Ending pension pickups is a simple, responsible way for cash-strapped school districts to free up money for the classroom.
Retirement savings come from three components: employee contributions, employer contributions and investment returns. That’s typically the standard for government employees and private-sector workers alike.
But school districts in Illinois have become an exception to that standard in two ways.
First, the employer does not pay the employer share of teacher retirements in Illinois. The state, not the school district, pays the employer portion of teacher pensions, even though teachers are employees of the local school districts and not the state.
Second, the employees often don’t pay the employee share of their own pensions either. Teachers are obligated by law to pay 9.4 percent of their salary into the retirement system. But over the years, school districts began paying, as a benefit, the teacher’s required contribution. This practice is referred to as a “pickup.” Pension pickups have become a standard in nearly two-thirds of Illinois’ school districts.
The end result is that many teachers are paying nothing toward their pensions. Taxpayers make the employer contribution through sales and income taxes and taxpayers pay the employee share through local property taxes and other fees.
Every year, the Illinois State Board of Education compiles its annual “Illinois Teacher Salary Study” by asking a series of questions directly to each school district, one if which is whether the district picks up the teacher’s share of the 9.4 percent employee pension contribution.
Below are the most recent results from that survey.

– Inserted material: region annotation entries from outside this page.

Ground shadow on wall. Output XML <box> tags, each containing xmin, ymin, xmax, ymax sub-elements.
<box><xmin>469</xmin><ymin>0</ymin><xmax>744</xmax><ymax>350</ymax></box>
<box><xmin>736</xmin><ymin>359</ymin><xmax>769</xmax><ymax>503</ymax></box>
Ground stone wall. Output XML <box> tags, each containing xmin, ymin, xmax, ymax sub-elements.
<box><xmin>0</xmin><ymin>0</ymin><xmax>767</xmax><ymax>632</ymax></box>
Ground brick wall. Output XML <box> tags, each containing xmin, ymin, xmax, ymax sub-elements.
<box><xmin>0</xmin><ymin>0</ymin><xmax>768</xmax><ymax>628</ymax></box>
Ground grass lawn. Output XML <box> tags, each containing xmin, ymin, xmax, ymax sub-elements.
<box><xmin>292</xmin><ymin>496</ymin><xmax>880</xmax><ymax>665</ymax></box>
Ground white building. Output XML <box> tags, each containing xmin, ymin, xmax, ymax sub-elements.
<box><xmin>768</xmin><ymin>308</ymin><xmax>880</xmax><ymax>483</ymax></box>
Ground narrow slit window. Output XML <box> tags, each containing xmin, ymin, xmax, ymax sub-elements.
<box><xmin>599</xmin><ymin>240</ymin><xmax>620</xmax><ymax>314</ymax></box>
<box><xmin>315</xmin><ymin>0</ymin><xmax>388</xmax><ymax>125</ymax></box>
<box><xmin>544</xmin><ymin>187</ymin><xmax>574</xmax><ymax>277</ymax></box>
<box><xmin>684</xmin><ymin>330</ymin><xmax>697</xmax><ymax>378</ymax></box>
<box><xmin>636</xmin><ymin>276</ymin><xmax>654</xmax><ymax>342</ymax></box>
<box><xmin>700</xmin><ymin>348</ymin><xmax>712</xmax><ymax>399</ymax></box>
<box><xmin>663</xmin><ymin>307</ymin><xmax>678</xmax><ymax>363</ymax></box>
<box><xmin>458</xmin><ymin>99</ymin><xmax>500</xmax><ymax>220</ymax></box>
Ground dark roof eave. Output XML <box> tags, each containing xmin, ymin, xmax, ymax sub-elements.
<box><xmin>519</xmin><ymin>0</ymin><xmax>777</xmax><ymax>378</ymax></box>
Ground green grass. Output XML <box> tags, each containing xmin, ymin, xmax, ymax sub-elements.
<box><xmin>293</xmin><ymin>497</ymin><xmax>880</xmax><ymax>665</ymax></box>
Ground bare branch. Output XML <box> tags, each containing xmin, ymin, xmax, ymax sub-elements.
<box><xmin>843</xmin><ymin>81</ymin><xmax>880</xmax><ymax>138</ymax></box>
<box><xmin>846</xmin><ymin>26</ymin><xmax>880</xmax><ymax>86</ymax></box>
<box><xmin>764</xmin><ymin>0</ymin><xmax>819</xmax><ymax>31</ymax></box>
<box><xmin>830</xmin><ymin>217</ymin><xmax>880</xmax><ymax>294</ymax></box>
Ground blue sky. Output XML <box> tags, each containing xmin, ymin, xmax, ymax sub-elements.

Click here to download the complete data set.
Almost two-thirds of school-district boards self-reported paying some or all of the teachers’ required contribution. Boards at 54 percent of elementary districts pay some or all of the teachers’ required contribution, while secondary and unit districts reported 57 and 75 percent, respectively.
In contrast, 289 school districts reported they do not pay any of their teachers’ share.
According to a 2012 Illinois Policy Institute report, requiring school districts – instead of the state – to pay the employer share of pensions for their employees would save the state more than $1 billion annually. The savings at the state level would increase costs for districts by an average of just 3.7 percent of total expenditures. But these increased costs could be significantly reduced or eliminated if school districts end the practice of paying the teachers’ portion of pension contributions. At the time of the original 2012 report, 482 school districts would see a net savings by paying the employer share while offsetting the cost by ending teacher pickups.
Cash-strapped school districts across the state should consider ending teacher pension pickups. Ending teacher pickups is a simple, responsible way for school districts to free up money for the classroom. It’s not out of line to ask employees to pay their share of the costs associated with their own retirement benefits. That’s a simple standard across most industries, public and private.